Panty hose: two garments in one. Naked, she sat down on the dresser bench to pull on the hose. Up the fine mesh glided, past her ankles, calves, knees. Then she stood to stretch and tug the hose carefully to her waist. Now the panty hose covered her from toe to waist—she liked that. Compacting and constricting her flesh, their sheer power girdled her entire lower body. Across her thighs, the hose reflected the May morning sunlight with a fierce shine, in their effort to hold her.
Naked down to her waist, her breasts loose and soft, she bent her knees and took a few steps in her new panty hose. Almost like a pony, almost like prancing, first one, then the other, she lifted her knees, then placed her stockinged feet back on the floor. How clean and protected her feet felt against the uncarpeted boards. The panty hose covered her like another skin, protected her all the way up to the waistband.
Next came her brassiere. Cupping her breasts, the brassiere lifted her, held her breasts higher. Then her old slip, dingy, a disgrace. The box lid said they were panty hose, yet maybe she should take them off and put on some real panties underneath? But all that was hidden—who’d know? She lifted the new dress from the bed and let it slide down her body.
In that yellow dress—she fastened the narrow, matching belt on a tight notch—she looked like a canary bird and felt good enough to sing. She loved to sing at church. “Love lifted me
. Love lifted even me.” That phrase (“even me”), oh, she always put her singing soul into that. With more than her voice, she caressed the phrase, humbly and tenderly.

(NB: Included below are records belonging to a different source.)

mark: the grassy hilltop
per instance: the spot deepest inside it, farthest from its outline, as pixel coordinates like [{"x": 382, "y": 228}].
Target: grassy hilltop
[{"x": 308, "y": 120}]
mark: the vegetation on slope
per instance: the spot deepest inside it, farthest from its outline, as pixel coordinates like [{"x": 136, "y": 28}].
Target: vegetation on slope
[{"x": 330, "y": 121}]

The sermon title would be “Be Ye Kind,” and Ryder was going with her. Her mama was bringing her kids, who had spent the night over there. Be ye kind. Her mama had always been kind to her, even if Pa was something else. Her three would look so nice, and she wouldn’t have had to get them ready. Bobby almost ten, getting big, his hair combed with water.
While she combed her own hair (she wished she had put on underpants first but she’d go ahead to church without them this time), Lee recited the rest of the verse, her favorite: “Be ye kind, one to another, tenderhearted, forgiving one another.” That was her part, the forgiving—first Ryder, and way back, Pa. She could forgive just about anybody on a May morning with a new dress.
She did it wholeheartedly. She sat down at the dresser and put her little yellow hat on with the veil just coming over her forehead and eyes. At first she’d wished the veil was yellow, too, instead of black, but now her dark brown eyes appeared mysterious in the mirror as she looked out from the wide-spaced black netting of the veil.
The panty hose didn’t like to bend for sitting. As she sat at the dresser she could feel the elastic at the waist dipping down in the back, slipping with the strain of encasing half her body. If they were going to do that at church, she might have to go in a bathroom stall and tug them up. The panty hose had come in the mail marked “Trial Sample” in a box so shallow it was hardly a box. And there had been a market survey sheet. They wanted her opinion!